They say data is the new oil of the digital age. That's why we at liip have built the data science stack. Buckle up for a practical and subjective review of one year tool curation in the domain of data sourcing, processing, storage, analysis, visualization and business intelligence.
More than one year ago I sat down and went through my various github stars and browser bookmarks to compile what I then called the Data Science stack. It was basically an exhaustive collection of tools from which some I use on a daily basis, while others I have only heard of. The outcome was a big PDF poster which you can download here.
The good thing about it was, that every tool I had in mind could be found there somewhere, and like a map I could instantly see to which category it belonged. As a bonus I was able to identify my personal white spots on the map. The bad thing about it was, that as soon as I have compiled the list, it was out of date. So I transferred the collection into a google sheet and whenever a new tool emerged on my horizon I added it there. Since then - in almost a year - I have added over 102 tools to it.
From PDF to Data Science Stack website
While it would be OK to release another PDF of the stack year after year, I thought that might be a better idea to turn this into website, where everybody can add tools to it.
So without further ado I present you the http://datasciencestack.liip.ch page.
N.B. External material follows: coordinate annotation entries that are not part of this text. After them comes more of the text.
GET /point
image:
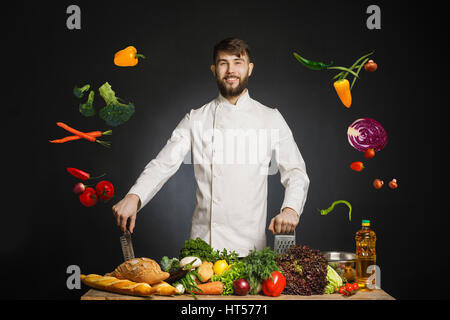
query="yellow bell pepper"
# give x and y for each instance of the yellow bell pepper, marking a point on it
(127, 57)
(343, 90)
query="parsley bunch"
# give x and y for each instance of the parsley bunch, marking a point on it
(258, 266)
(201, 249)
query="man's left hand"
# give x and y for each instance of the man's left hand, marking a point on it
(284, 222)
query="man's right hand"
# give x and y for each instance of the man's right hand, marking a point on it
(126, 209)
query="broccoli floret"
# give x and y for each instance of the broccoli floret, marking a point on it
(115, 112)
(79, 92)
(87, 108)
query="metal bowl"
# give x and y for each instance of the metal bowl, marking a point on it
(343, 262)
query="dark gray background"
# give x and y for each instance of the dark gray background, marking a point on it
(47, 229)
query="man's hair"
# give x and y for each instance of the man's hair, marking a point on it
(233, 46)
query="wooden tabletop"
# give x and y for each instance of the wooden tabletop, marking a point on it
(377, 294)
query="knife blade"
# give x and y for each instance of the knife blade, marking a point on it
(127, 246)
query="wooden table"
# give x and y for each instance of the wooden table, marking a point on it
(377, 294)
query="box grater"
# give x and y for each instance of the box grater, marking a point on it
(283, 241)
(127, 246)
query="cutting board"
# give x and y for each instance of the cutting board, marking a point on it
(377, 294)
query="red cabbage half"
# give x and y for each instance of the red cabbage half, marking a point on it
(366, 134)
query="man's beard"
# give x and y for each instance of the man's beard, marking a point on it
(228, 91)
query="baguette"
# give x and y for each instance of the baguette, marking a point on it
(113, 284)
(140, 270)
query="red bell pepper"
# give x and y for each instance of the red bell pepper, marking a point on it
(275, 285)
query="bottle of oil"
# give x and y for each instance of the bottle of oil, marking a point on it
(365, 255)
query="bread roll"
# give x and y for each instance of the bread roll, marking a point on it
(164, 289)
(140, 270)
(112, 284)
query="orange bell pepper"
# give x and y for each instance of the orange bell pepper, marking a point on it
(127, 57)
(343, 90)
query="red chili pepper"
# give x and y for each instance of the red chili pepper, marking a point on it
(80, 174)
(275, 285)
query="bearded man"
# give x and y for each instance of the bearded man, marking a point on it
(232, 139)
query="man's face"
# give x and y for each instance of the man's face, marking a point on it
(231, 73)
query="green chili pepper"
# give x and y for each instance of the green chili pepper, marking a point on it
(313, 65)
(326, 211)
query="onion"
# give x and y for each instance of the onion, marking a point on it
(241, 287)
(366, 134)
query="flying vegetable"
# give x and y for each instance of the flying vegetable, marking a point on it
(79, 92)
(87, 108)
(114, 113)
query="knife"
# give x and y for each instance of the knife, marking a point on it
(127, 246)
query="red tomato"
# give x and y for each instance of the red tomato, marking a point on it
(357, 166)
(393, 184)
(275, 285)
(88, 198)
(104, 190)
(369, 153)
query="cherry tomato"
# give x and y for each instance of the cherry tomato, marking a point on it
(357, 166)
(370, 66)
(369, 153)
(393, 184)
(88, 198)
(377, 183)
(104, 190)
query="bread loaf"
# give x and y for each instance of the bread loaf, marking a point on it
(140, 270)
(164, 289)
(112, 284)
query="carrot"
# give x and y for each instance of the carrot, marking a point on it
(95, 134)
(74, 131)
(214, 287)
(81, 134)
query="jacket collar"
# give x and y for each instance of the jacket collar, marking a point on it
(242, 101)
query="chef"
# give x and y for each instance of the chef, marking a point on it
(232, 139)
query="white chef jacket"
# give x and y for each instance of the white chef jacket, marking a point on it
(232, 147)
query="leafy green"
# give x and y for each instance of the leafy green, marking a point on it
(201, 249)
(114, 113)
(169, 265)
(259, 264)
(334, 281)
(79, 92)
(234, 272)
(87, 108)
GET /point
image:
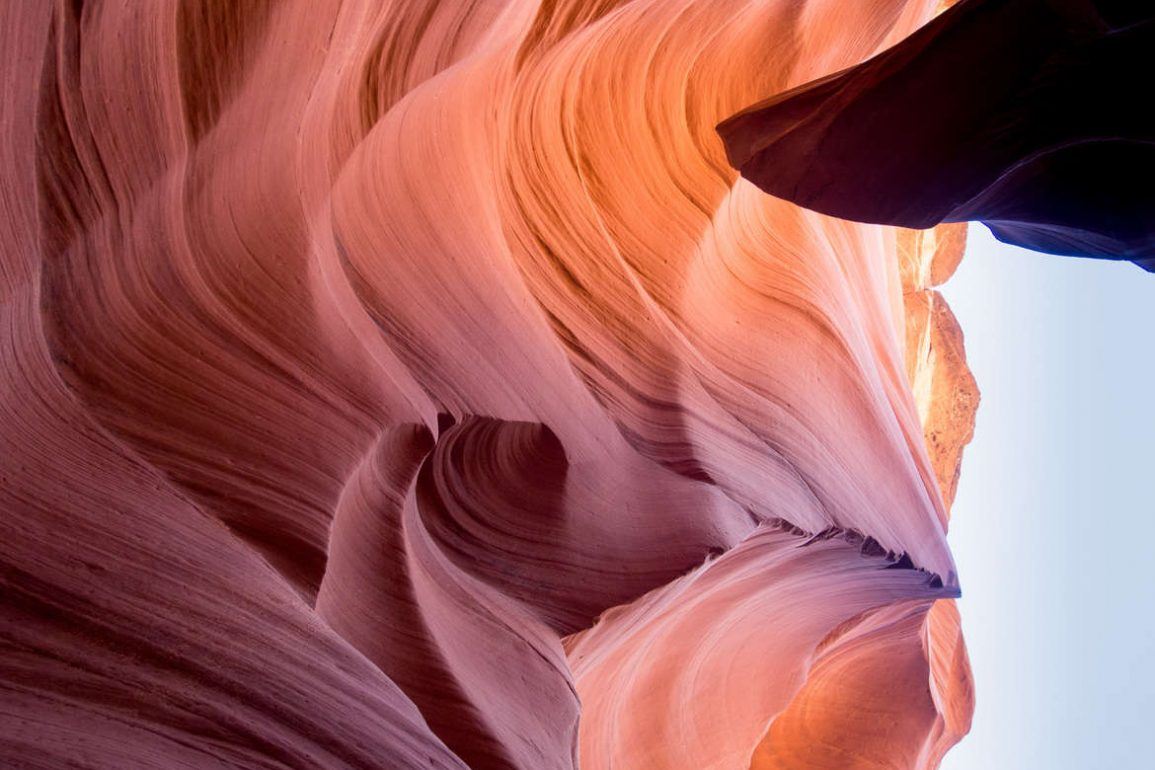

Its goal is still to provide an orientation like the PDF, but eventually never become stale.
Adding Tools: Adding tools to my google sheet felt a bit lonesome, so I asked others internally to add tools whenever they find new ones too. Finally when moving away from the old google sheet and opening our collection process to everybody I have added a little button on the website that allows everybody to add tools by themselves to the appropriate category. Just send us the name, link and a quick description and we will add it there after a quick sanity check. The goal is to gather user generated input too! The I am thinking also about turning the website into a “github awesome” repository, so that adding tools can be done more in a programmer friendly way.
Search: When entering new tools, I realized that I was not sure if that tool already exists on the page, and since tools are hidden away after the first five the CTRL+F approach didn’t really work. That's why the website now has a little search box to search if a tool is already in our list. If not just add it to the appropriate category.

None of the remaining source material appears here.